От словенской тишины даже уши болели
— Наверное, и сам чемпионат Европы получился школой выживания для молодой белорусской команды?
— Конечно. Егор Мещеряков в свое время обижался, что в той сборной его не сразу подпускали к основе. Но ведь на чемпионате играли ребята 1972 года рождения и моложе. А у нас старших было только двое, или, как я говорил, два с половиной — Родионов и Ольшевский плюс Лобажевич 1973-го. Почти все остальные были 19-летними мальчиками в сражениях с 22-летними.
— Какие воспоминания во встречах с бывшими подопечными чаще всего всплывали именно в связи с чемпионатом Европы?
— Каждая игра останется с нами навсегда. Было ведь у нас и два поражения в групповом турнире. Повезло, что те, кому мы уступили, превзошли тех, у кого мы много выиграли. Удача нам, безусловно, улыбалась. Скажем, во встрече с хозяевами проигрывали, и секунды за две-три до конца кричим Родионову: “Бросай!” Ну тот и запустил почти с центра площадки — точно! А ведь это был стартовый матч чемпионата, словенцы почти все время вели в счете, зал ревел, и тут — такая тишина, что аж уши заболели. В итоге фактически из-за этого мы дальше пошли, а Словения в четверку не попала. Но я всегда говорил: везет сильному. Со слабым Фортуна не дружит.
Ребята выложились до конца и свое дело сделали. Мы часто вспоминаем как кошмарный сон первый тайм полуфинального матча с Испанией, после которого “летели” 20 очков. В перерыве в соседней раздевалке — радостные крики, песни на испанском. А у нас — молчание. Соперники слишком рано посчитали, что добились победы, а нам терять было нечего. Когда мы отыграли 10 очков, они еще улыбались, а как стало уже 8 — задергались.

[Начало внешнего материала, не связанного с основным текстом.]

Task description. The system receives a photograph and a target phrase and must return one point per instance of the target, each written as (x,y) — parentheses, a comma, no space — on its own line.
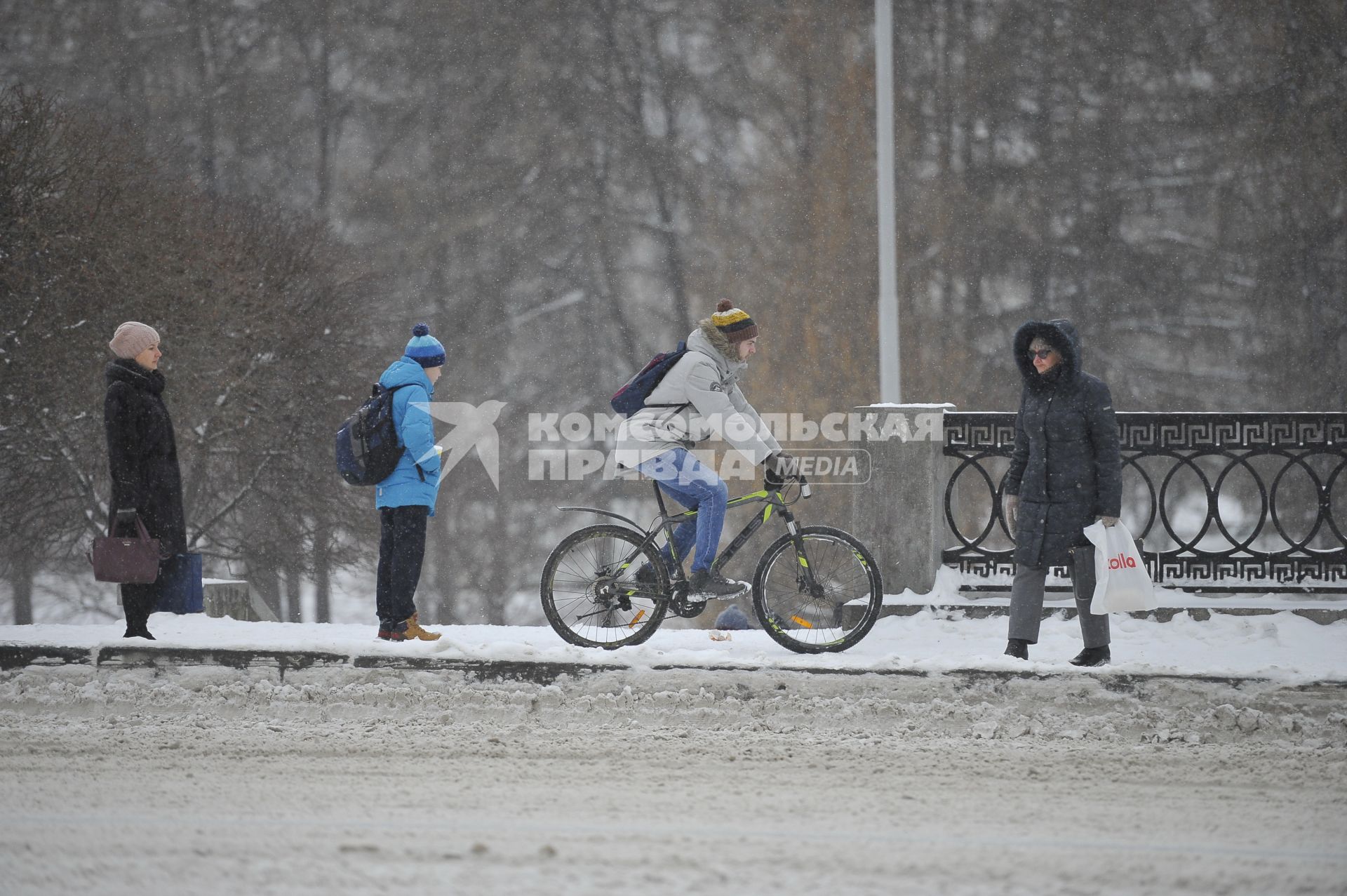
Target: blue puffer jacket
(404,487)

И как во многих командах пара придурков (извините за грубое слово) найдется, которые берут на себя функцию “спасателей”, так и у испанцев… За 4 или 6 секунд до сирены при равном счете Руслан выиграл подбор и его буквально схватили за ноги. Пара штрафных — как в бочку, они выносят из-за лицевой, швыряют — и все, привет, ребята! А потом был финал…
— Что для вас значила победа?
— Перед нами тоже стояла задача не очень высокая — занять место не ниже шестого. Это потом уже аппетит пришел. Выиграли — это здорово. Победа может забыться, а может и нет, но я горжусь другим. Главное — ребята нашли себя в жизни. Семьи, обеспеченность, любимое дело. Их работа — профессиональный баскетбол. Даже те, что послабее в игровом плане, хорошо устроены. Значит, я не обманул родителей, когда забирал детей в интернат. Я ведь обещал, что сделаю все, чтобы из них что-то получилось и в баскетболе, и в человеческом плане. Уверен, даже если бы мы не стали чемпионами, эти парни не потерялись бы.
А еще, уверен, нашей команде помогла именно дружба. Почему-то мне кажется, что по степени сплоченности коллектив был уникальным. И, надеюсь, останется таковым надолго.